Notes on London housing crisis

Inflated prices and a dire shortage of new housing in London

Southeast London council guilty of house fire deaths

Last month, London’s Southwark Council was found guilty of egregious safety breaches that led to the deaths by fire of six Lankanal House Council Estate residents. The court assessed a paltry sum of £300,000 for the violations.

The charges resulting from the 2009 inferno include a failure to carry out a suitable and sufficient risk assessment, failure to take general fire precautions—including in relation to safety of employees—and a failure to ensure that premises were subject to a suitable system of maintenance.

The deaths may have been prevented had appropriate fire safety measures been taken in a recent upgrade of the estate. Additionally, there is evidence that the property may not have had regular visits by London Fire Brigade (LFB), which meant that when LFB arrived on the scene of the blaze they had little knowledge of the property layout, including emergency exits and potential fire hazards. The residents that died were left trapped in their units.

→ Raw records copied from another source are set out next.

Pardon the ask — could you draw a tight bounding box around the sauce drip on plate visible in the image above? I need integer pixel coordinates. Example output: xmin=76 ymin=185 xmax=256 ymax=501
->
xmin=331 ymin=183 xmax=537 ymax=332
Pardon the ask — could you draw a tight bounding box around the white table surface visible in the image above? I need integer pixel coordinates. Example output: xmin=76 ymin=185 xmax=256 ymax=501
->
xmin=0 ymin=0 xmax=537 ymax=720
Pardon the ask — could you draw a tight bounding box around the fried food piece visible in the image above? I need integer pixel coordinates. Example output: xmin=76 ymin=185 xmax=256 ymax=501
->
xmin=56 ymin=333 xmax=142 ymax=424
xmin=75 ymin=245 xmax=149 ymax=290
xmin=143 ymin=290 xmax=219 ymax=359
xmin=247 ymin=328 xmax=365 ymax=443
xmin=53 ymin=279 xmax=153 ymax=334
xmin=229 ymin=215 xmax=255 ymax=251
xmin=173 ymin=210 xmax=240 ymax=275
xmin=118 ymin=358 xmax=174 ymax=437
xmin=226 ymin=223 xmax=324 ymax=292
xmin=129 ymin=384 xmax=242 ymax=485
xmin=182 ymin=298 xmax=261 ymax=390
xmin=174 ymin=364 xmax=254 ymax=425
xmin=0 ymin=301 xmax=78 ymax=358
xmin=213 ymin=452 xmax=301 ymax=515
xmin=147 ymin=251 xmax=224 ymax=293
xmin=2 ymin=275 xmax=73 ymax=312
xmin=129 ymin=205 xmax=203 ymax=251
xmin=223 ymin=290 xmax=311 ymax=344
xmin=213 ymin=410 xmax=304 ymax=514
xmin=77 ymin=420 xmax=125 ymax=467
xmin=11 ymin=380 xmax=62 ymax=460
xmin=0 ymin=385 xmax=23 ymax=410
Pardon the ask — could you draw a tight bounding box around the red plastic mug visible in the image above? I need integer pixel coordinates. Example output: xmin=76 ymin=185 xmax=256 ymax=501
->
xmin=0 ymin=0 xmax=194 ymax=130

A Freedom of Information request found there are 114 London tower blocks rated high risk by local councils, yet only four of these received the four annual familiarisation visits recommended by the LFB’s own guidelines. The information showed that 21 of the highest risk buildings received zero visits.

In recent years, London Fire Brigade has been gutted with relentless cuts, including the 2014 closure of 10 fire stations across London, which resulted in the loss of 552 firefighters and 14 fire engines.

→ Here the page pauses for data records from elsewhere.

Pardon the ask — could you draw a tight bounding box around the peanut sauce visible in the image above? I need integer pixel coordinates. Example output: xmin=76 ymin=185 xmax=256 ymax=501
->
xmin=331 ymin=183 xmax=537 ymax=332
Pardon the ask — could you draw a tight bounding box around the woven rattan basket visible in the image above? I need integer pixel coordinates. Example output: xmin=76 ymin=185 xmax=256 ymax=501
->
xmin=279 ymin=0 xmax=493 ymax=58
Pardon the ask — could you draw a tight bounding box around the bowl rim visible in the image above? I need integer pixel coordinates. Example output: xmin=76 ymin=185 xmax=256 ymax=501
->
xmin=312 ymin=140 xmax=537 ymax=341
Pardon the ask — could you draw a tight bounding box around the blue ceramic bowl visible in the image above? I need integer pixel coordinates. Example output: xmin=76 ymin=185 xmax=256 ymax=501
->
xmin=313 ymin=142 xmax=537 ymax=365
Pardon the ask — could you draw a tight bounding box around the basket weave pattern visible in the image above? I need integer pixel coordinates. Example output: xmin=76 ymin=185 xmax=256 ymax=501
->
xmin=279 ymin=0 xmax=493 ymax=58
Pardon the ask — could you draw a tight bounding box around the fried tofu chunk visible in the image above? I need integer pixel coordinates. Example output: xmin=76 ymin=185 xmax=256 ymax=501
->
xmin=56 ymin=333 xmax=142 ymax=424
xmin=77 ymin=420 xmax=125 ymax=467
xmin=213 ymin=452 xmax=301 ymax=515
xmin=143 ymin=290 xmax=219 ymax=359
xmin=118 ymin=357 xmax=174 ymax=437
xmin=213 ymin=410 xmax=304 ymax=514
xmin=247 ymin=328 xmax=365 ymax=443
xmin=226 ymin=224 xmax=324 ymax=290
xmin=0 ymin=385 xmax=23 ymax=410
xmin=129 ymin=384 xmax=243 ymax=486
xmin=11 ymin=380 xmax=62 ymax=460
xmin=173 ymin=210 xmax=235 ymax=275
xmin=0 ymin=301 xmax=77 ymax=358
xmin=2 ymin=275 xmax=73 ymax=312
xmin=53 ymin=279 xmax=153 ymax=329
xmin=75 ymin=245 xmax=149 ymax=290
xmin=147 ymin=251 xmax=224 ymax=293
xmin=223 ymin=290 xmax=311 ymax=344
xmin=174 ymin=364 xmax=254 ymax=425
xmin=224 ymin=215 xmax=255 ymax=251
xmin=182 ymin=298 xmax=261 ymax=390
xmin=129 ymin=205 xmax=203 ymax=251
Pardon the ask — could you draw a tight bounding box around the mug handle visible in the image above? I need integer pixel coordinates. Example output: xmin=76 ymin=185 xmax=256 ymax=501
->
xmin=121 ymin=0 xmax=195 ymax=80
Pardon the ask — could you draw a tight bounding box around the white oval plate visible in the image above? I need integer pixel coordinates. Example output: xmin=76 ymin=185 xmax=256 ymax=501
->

London house prices second most overvalued in the world

According to UBS Wealth Management’s housing “bubble” Index—a report of 18 housing markets around the world—London is the second most bubble risk city in the world, after Vancouver, Canada, with a 50 percent price increase since 2011.

London is also the second least affordable city after Hong Kong when house prices are compared with average earnings. Houses in London are 15 percent higher than the market peak in 2007, while real incomes have fallen a staggering 10 percent over the past 10 years.

London’s inflated prices are likely to continue due to the dire shortage of new housing. The housing crisis is spreading beyond London with the North and Midlands becoming increasingly unaffordable. Home ownership in England stands at its lowest level since 1986.

London borough of Westminster tops homelessness hotspots

Analysis by the Shelter homeless charity found that more than 255,000 people are homeless in England and that the nation’s top homelessness hotspot is Westminster, the London borough in which the UK Parliament is located. Of the 50 homelessness hot spots identified, 32 are in London.

Westminster is the capital’s wealthiest borough, where a one bedroom apartment rents for an average £456 per week. 7,794 residents live in temporary accommodation and one in 25 residents is homeless. According to the Greater London Authority, the median income in London is £39,100, which means that most London boroughs are becoming completely unaffordable for the city’s workers.

Shelter’s analysis—based on government data and information from social services—does not include “hidden” homelessness such as staying with friends. Greater London Authority reports that rough sleeping has doubled in the past five years.

The Department for Communities and Local Government said the agency “does not recognise” Shelter’s figures,” before claiming that “the actual level of homelessness is less than half of what it was 2003.”

London medical student sleeps rough to raise awareness

Over Christmas last year, Aberdeen medical student James Beavis lived on the streets for 31 days to raise funds for homeless charity Crisis and to raise awareness about the conditions of homeless residents in the capital city.

More than 8,000 people sleep rough in London, with 80 percent of them reported to have some form of mental illness.

In his blog documenting the experience, Beavis observed “the reality is that society has dehumanised homeless people. They are seen as intimidating—but during my time on the streets, it’s not the homeless community I’ve felt afraid of; it’s some of the general public who have made me feel intimidated and vulnerable. I’ve been spat on, and endlessly ignored. There have been times when not a single person has looked at me for at least two hours.”

A recent study by Crisis found that the homeless are nearly 17 times more likely to be a victim of violence and 15 times more likely to suffer verbal abuse.

UK rents expected to rise 20 percent by 2022

The February United Kingdom Residential Markey Survey by the Royal Institution of Chartered Surveyors (RICS) reveals that rents are expected to rise by 20 percent over the next five years, further squeezing lower income tenants and potentially pushing homeless people and those on welfare benefits out of the rental market.

The survey shows a growing shortage of rental properties, with an increasing margin, for the 38th consecutive month.

One-third of the RICS survey respondents said they believe that rental access has fallen among tenants on housing benefits and 55 percent said they would consider letting properties to households on benefits and/or the homeless if the government guaranteed deposits and rent, as well as provided ongoing support for landlords and tenants. Some 29 percent of respondents cited housing benefit caps as the key reason those on lower incomes are being pushed out of the rental market.

Rents in London are by some distance the most expensive in the UK. According to HomeLet’s latest Rental Index, rents on new tenancies in Greater London rose by 2 percent over the year to December to reach an average of £1,508.